Google Cloud adds 3 new Apache Airflow operators to Vertex AI

news
Aug 12, 20243 mins
Generative AIPython

The new operators will help enterprises integrate Vertex AI’s generative AI models into data pipelines orchestrated by Apacher Airflow and its managed workflow orchestration service Cloud Composer.

Google offices
Credit: Uladzik Kryhin / Shutterstock

Google Cloud has introduced three new Apache Airflow operators within its AI service, Vertex AI.

Apache Airflow, which can be thought of as an upgraded version of a cron job scheduler written in Python, helps enterprises connect data systems so that data flows between them.

Essentially, Airflow paves the way for developers to understand how data flows between two data systems inside an enterprise.

The new Airflow operators include —TextGenerationModelPredictOperator, TextEmbeddingModelGetEmbeddingsOperator, and GenerativeModelGenerateContentOperator — which can be used to generate text predictions, text embeddings, and other content generation, the company said in a blog post.

These integrations will open up new ways for enterprises to perform data analytics using pipelines and will result in use cases such as automated insights, data enrichment, advanced anomaly detection, generation of content and text embeddings, and translation, Google said.

Automated Insights use cases could include generating summaries, reports, and other insights from raw data, Christian Yarros, strategic cloud engineer at Google, explained in the blog post.

Data enrichment as a use case, according to Yarros, would include enhancing datasets with synthetic data via generative AI models.

The text embedding functionality of the operators can be used to take huge amounts of unstructured text and turn it into a structured format, allowing enterprises to dissect it and derive insights from it, Yarros wrote, adding that the content generation functionality can be used to provide DAG metadata such as descriptions, tags, and document values.

Some of the real-world applications of combining Apache Airflow and Vertex AI, according to the company, could be targeted marketing, data cleansing, and coalescing reports.

Enterprises can use Airflow to schedule and orchestrate an email campaign optimization process, Yarros wrote, explaining that once customer data is stored in Google Cloud storage, developers can use a generative model Airflow operator to analyze the customer data to create multiple personalized subject lines and content options for each customer segment.

Another way to use the operators would be to represent visual content in new ways.
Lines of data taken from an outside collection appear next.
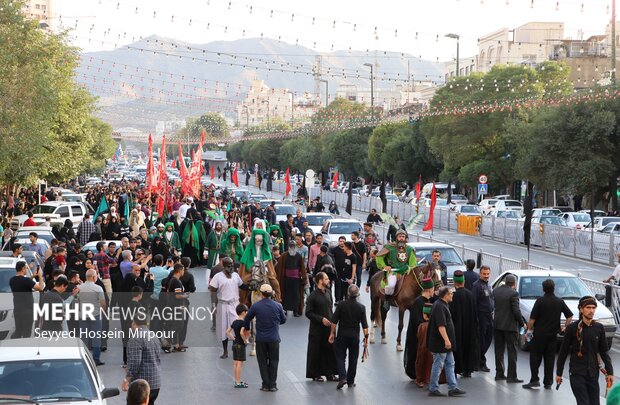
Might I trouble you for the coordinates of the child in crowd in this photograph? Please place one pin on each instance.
(240, 339)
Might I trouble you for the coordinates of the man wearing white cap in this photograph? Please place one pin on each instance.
(269, 316)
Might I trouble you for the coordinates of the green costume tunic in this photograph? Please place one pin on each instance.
(226, 248)
(400, 260)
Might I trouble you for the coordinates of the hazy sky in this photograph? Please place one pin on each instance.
(324, 25)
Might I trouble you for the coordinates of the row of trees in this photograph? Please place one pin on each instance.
(529, 126)
(47, 129)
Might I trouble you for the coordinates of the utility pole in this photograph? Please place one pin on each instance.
(372, 90)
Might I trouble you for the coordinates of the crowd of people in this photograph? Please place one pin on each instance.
(261, 269)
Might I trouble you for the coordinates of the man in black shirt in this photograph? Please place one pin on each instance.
(441, 340)
(545, 322)
(22, 287)
(585, 342)
(337, 252)
(350, 314)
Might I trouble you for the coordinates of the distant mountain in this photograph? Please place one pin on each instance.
(154, 95)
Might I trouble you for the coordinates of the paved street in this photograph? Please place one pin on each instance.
(199, 373)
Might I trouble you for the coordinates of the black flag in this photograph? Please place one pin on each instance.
(527, 224)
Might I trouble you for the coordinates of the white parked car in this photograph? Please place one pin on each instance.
(567, 286)
(509, 205)
(487, 206)
(316, 220)
(37, 371)
(577, 220)
(467, 210)
(333, 229)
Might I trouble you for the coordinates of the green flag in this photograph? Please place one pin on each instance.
(103, 207)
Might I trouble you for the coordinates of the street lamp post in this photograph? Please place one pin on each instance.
(457, 37)
(372, 90)
(326, 92)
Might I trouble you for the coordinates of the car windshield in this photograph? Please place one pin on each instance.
(317, 220)
(5, 275)
(507, 214)
(512, 203)
(285, 210)
(581, 217)
(339, 228)
(568, 288)
(44, 209)
(448, 255)
(46, 379)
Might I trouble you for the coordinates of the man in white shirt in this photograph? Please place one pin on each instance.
(92, 294)
(615, 276)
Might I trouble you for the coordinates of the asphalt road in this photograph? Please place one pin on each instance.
(199, 376)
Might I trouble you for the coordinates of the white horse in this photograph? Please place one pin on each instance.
(259, 277)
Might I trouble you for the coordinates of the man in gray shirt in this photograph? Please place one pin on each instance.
(90, 328)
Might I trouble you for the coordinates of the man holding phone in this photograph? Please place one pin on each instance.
(22, 286)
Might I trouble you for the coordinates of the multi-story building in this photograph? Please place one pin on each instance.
(529, 44)
(41, 10)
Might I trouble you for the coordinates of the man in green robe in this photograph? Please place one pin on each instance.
(214, 243)
(231, 245)
(395, 259)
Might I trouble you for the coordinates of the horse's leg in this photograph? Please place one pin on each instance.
(383, 317)
(401, 315)
(253, 338)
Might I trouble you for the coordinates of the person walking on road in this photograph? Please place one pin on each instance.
(508, 319)
(321, 358)
(349, 315)
(585, 342)
(545, 322)
(485, 305)
(269, 316)
(441, 340)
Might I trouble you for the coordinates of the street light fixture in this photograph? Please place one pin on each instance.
(372, 90)
(326, 92)
(457, 37)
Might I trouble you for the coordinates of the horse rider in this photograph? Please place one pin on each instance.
(395, 259)
(256, 250)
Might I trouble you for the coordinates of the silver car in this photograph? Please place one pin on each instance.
(567, 286)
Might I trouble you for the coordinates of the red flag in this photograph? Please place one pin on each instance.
(234, 177)
(418, 188)
(150, 168)
(429, 223)
(287, 180)
(335, 184)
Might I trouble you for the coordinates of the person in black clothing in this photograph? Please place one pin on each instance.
(347, 273)
(416, 318)
(321, 357)
(349, 315)
(337, 252)
(22, 287)
(373, 217)
(585, 341)
(545, 322)
(470, 275)
(485, 305)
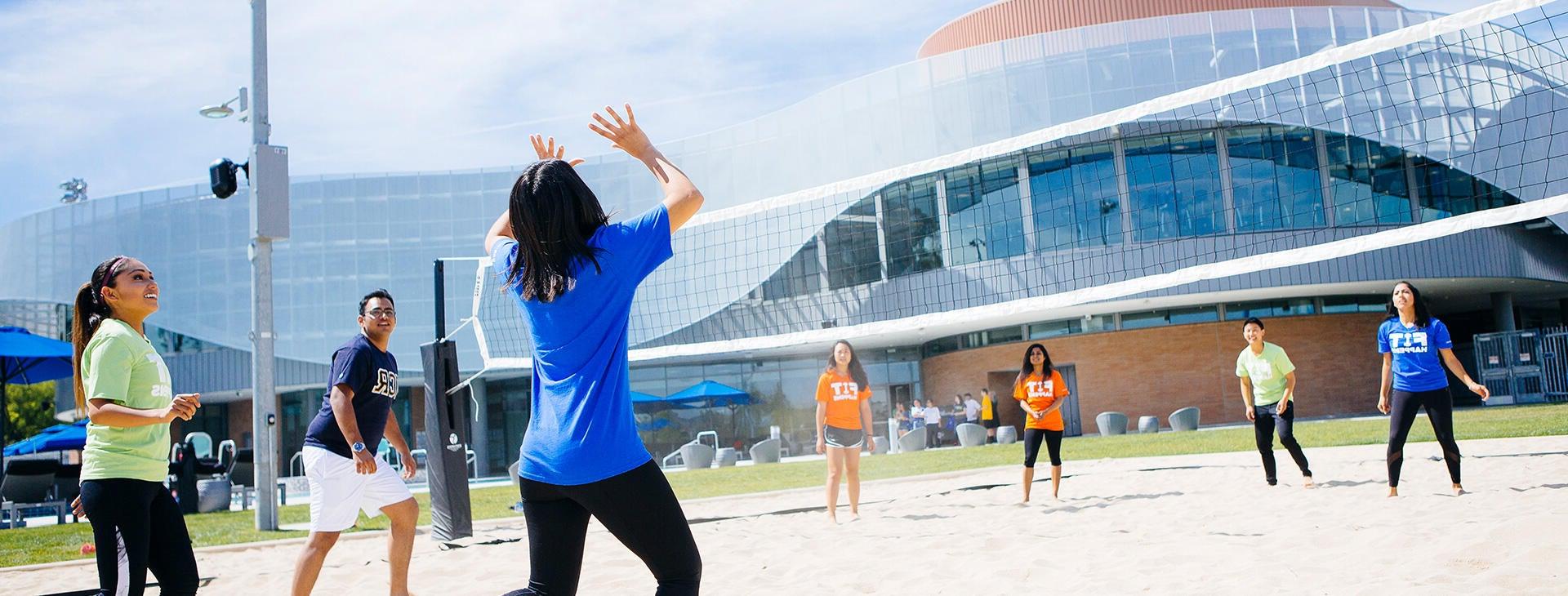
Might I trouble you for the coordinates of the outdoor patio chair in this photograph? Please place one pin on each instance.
(1184, 419)
(1112, 424)
(29, 485)
(765, 452)
(971, 435)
According to Yarros, this can be done by creating an Airflow DAG that triggers when image or video files are uploaded to Google Cloud storage.

Further, these operators can also be used for cost optimization, the company said, adding that enterprises can use an Airflow DAG to collect cloud resource usage data from monitoring APIs daily or hourly.

“Deploy a Google Generative Model trained on historical usage patterns and reference the model in your Google Generative Model Airflow Operators to analyze the data and identify unusual spikes in CPU usage, network traffic, or storage consumption,” Yarros wrote, adding that if significant anomalies are detected, alerts can be sent to the infrastructure team for investigation and corrective action.